The UK High Court delivered its judgment earlier this week in AGA Medical Corporation v Occlutech UK Limited, declaring AGA’s patent to be invalid. The case concerned medical devices used to seal holes in the heart. AGA claimed that Occlutech’s devices infringed its patent (EP (UK) 957,773); Occlutech counterclaimed, successfully, for revocation of the patent. This was the second judgment in UK patent proceedings between these parties, Occlutech having defeated AGA’s claims for patent infringement on both occasions.

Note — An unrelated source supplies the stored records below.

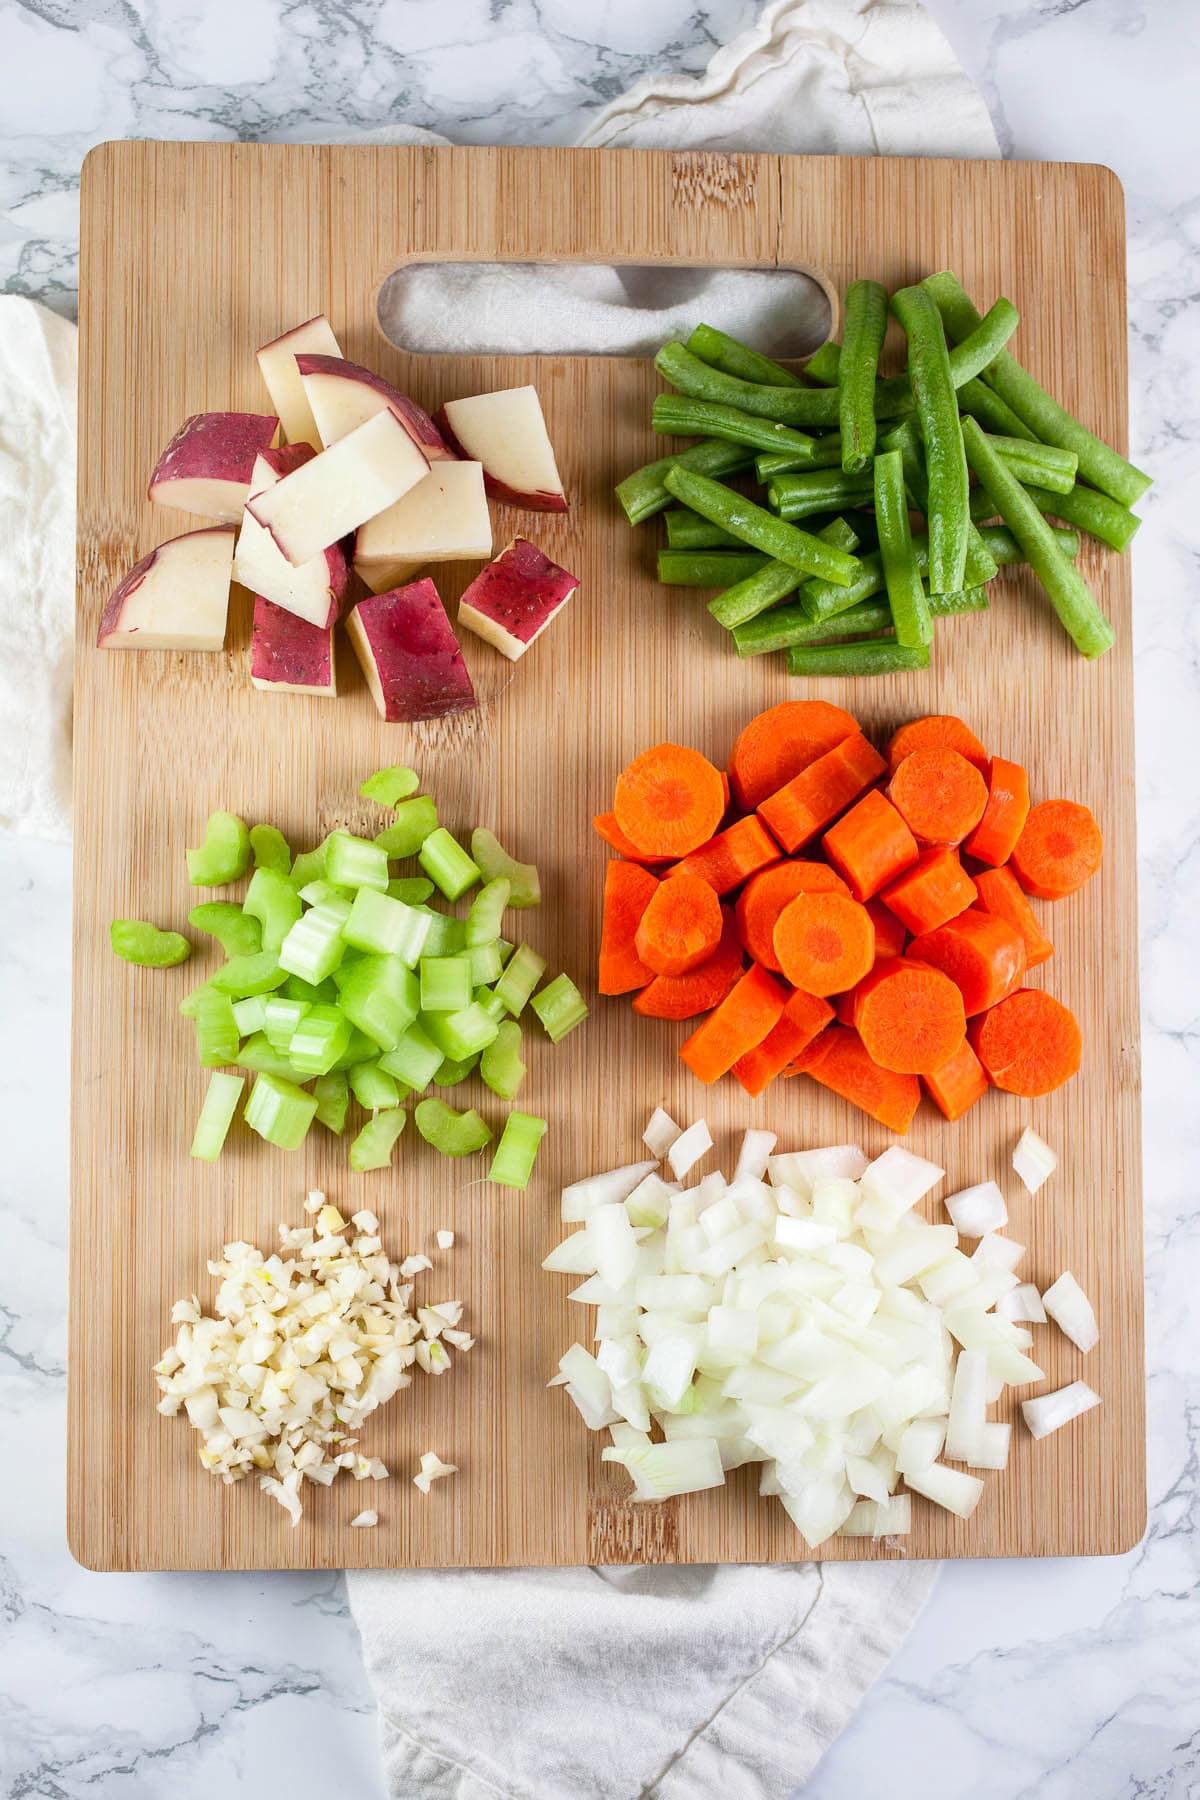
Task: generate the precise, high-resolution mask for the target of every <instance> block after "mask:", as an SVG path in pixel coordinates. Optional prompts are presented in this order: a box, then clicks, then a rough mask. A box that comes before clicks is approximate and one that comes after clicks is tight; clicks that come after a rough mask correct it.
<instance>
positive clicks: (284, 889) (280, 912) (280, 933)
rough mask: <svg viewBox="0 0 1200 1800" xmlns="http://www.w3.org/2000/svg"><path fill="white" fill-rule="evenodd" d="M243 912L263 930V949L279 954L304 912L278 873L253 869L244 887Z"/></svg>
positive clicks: (296, 894) (277, 872)
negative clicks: (273, 950) (284, 940)
mask: <svg viewBox="0 0 1200 1800" xmlns="http://www.w3.org/2000/svg"><path fill="white" fill-rule="evenodd" d="M243 909H245V911H246V913H248V914H250V918H257V920H259V923H261V927H263V949H264V950H279V947H281V943H282V941H284V938H286V936H288V932H290V931H291V927H293V925H295V922H297V918H299V916H300V913H302V911H304V907H302V905H300V896H299V893H297V891H295V887H293V886H291V882H290V880H288V877H286V875H281V873H279V869H255V871H254V875H252V877H250V886H248V887H246V898H245V900H243Z"/></svg>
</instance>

In Tuesday’s judgment, Mr Justice Roth held AGA’s patent to be invalid because the invention had been disclosed in clinical trials which took place before the priority date of the patent and because the invention was obvious over the prior art.

The High Court had previously (in July 2009) found an earlier AGA patent (EP (UK) 808 138) to be valid but not infringed by the previous generation of Occlutech devices. The Court of Appeal dismissed AGA’s appeal against the finding of non-infringement in June 2010.

In the latest decision, the Court found that AGA had disclosed the patented invention in pre-priority non-confidential clinical trials at a hospital in Bratislava. In determining the position on confidentiality, the Court distinguished principles of English law from the practice of the European Patent Office, which presumes that clinical trials are confidential unless shown to be otherwise.

The Court also found that the differences between a prototype of the patented device which was disclosed at a medical conference and the invention did not involve an inventive step. Accordingly, the invention failed to meet the criteria for patent protection and was held to be obvious.